L'ultima performance (del 30 luglio scorso) era stata "Justice"-realizzata in due ore e mezzo dal pittore veronese trapiantato a Bologna, che aveva preso spunto da pagine oscure e drammatiche della storia recente d'Italia: le stragi impunite, come quella del volo Itavia, partito da Bologna e precipitato a Ustica, e quella della strage alla stazione di Bologna del 2 agosto 1980.

Su un grande terreno (33.000 metri quadrati quella volta) alle porte di Verona, aveva tracciato una bilancia della giustizia un poco "penzolante" e leggermente asimmetrica per sottolineare che la giustizia è un problema mondiale. "Il tribunale dell'AIA non è ancora riuscito a condannare i criminali di guerra dell'Ex-Jugoslavia per arrivare ai fatti recenti in Norvegia.
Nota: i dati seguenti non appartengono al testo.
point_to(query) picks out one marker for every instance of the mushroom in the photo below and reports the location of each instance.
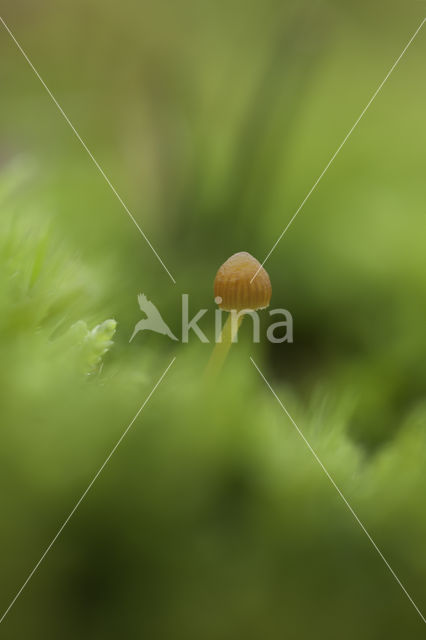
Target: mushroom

E' giusto che l'uomo che ha compiuto la strage in Norvegia con circa 80 vittime rischi solo 21 anni di carcere?" aveva detto Gambarin alludendo ad un mondo sempre sbilanciato tra poveri e ricchi, tra privegiati e non, tra giusti e furbi.

La sua si chiama "Land art". Dario Gambarin usa il trattore come il pennello e i campi d'erba (non di grano!) come messaggio che i nostri amici Marziani potranno certamente decodificare come disagio.

"L'arte è un'avventura dello spirito, del pensiero e dell'immaginazione creativa. Solo chi ha il coraggio di affrontare questo viaggio con libera volontà, assumendosi il rischio della propria integrità, può esplorare queste sfaccettate realtà" ci ha detto Dario Gambarin in una recente intervista pubblicata su SENTIRE 012 dove avevamo impaginato il suo NO al nucleare.

Veneto di nascita, artista con studio pittorico a Bologna, laureato in legge ma anche esperto di discipline esoteriche, Gambarin ha al suo attivo altre performance. Ci volle un'ora e mezzo per arare il campo che celebrava Obama. Alla fine firmò la sua opera "The hope is in the land". Altri soggetti e altre performances agricole  hanno celebrato Mandela e Munch, altra opera di land art prodotta da Gambarin nel 2010.

Per Obama ci vollero 27 mila metri quadrati di terreno e svariate taniche di nafta per il trattore da 150 cavalli. Se l'arte è immortale, la sua è destinata a variare naturalmente. L'ultimo urlo di Gambarin è nucleare. Il simbolo visto dall'alto sembrerà un omaggio o una denuncia agli occhi marziani che vi si poseranno sopra? 

Di certo nelle intenzioni dell'artista questo è l'urlo della terra dopo il disastro tuttora in atto della centrale di Fukushima. Gambarin, prima di dedicarsi all'arte faceva l'avvocato, ma avrebbe fatto volentieri il contadino. "Credo nella Terra, libertà e dignità umana non possono prescindere da un buon rapporto con la Terra, con la natura" ha dichiarato alla stampa".

Questo simbolo che tutti diamo per scontato anche quando andiamo a sottoporci ad una risonanza magnetica fu ideato e disegnato da Gerald Holtom nel 1958.  Ora è una delle opere del suo portfolio di Land Art.  «L'idea di darmi a questo tipo di pratica artistica mi venne dieci anni fa, dopo aver visto in Germania delle fotografie di Land Art" confida Gambarin e le sue sono opere perfette.

"Tutte calcolate, stabilite, tracciate lungo un percorso predefinito. Roba da ingegneri" ha scritto il Sole24ore che lo ha celebrato attirando su di lui l'attenzione della stampa. Ma in realtà Dario Gambarin non usa nè calcoli nè gps: ma il suo terzo occhio, che lo porta a vedere dall'alto ciò che dall'alto sta tracciando a suo di sgommate del trattore.

Ma molto di questo artista che è anche un eccellente pittore e per certi versi ha un tratto estetico originalissimo che porta alla memoria Pollock, deve essere ancora detto. E si dirà.